Mining the GPIES database
Dmitry Savransky, Jacob Shapiro, Vanessa Bailey, Robert De Rosa, Jason, Wang, Jean-Baptiste Ruffio, Eric Nielsen, Melisa Tallis, Marshall Perrin

TL;DR
This paper presents the GPIES database, a comprehensive system for managing and analyzing data from the Gemini Planet Imager Exoplanet Survey, enabling insights into instrument performance and data quality.
Contribution
The paper introduces a detailed database system for GPIES, integrating raw and reduced data with metadata, and demonstrates its use in data exploration, visualization, and predictive modeling.
Findings
Correlations between instrument performance and environmental conditions identified.
Automated outlier rejection improves data analysis accuracy.

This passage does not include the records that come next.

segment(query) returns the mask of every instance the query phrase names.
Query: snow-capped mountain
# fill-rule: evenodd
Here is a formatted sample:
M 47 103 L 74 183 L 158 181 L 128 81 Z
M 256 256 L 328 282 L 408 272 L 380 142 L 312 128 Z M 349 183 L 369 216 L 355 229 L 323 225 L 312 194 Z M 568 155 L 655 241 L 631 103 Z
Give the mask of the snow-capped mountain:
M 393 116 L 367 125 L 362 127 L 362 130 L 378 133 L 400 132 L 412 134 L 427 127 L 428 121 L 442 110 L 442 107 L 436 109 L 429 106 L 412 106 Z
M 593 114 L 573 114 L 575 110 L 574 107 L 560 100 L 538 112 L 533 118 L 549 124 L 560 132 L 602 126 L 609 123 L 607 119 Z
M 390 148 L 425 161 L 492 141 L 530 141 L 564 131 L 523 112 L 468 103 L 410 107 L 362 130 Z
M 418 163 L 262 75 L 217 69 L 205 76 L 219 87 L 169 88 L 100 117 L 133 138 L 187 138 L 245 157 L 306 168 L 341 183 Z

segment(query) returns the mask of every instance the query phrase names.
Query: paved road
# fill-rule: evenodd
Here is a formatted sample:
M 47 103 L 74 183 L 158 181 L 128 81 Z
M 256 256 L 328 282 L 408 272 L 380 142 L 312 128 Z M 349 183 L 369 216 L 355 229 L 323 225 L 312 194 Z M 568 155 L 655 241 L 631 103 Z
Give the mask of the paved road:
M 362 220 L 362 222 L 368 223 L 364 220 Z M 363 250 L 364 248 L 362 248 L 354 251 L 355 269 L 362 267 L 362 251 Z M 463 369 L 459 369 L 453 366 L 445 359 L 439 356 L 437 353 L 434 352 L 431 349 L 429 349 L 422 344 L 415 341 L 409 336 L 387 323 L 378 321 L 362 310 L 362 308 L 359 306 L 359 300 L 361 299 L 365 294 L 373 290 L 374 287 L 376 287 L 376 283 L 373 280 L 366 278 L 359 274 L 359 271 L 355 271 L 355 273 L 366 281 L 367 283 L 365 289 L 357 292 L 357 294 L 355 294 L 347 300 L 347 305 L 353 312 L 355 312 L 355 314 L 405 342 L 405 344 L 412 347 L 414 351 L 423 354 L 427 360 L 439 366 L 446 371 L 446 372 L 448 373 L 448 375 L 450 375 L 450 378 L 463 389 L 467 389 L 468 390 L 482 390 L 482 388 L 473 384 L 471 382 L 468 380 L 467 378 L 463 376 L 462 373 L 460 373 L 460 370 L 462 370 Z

Supervised learning helps predict final data quality from early observations.
Abstract
The Gemini Planet Imager Exoplanet Survey (GPIES) is a direct imaging campaign designed to search for young, self-luminous, giant exoplanets. To date, GPIES has observed nearly 500 targets, and generated over 30,000 individual exposures using its integral field spectrograph (IFS) instrument. The GPIES team has developed a campaign data system with a database incorporating all of the metadata for all individual raw data products, including environmental conditions and instrument performance metrics. The same database also indexes metadata associated with multiple levels of reduced data products, including contrast measures for individual images and combined image sequences, which serve as the primary metric of performance for the final science products. The database is also used to track telemetry products from the adaptive optics subsystem, and associate these with corresponding IFS…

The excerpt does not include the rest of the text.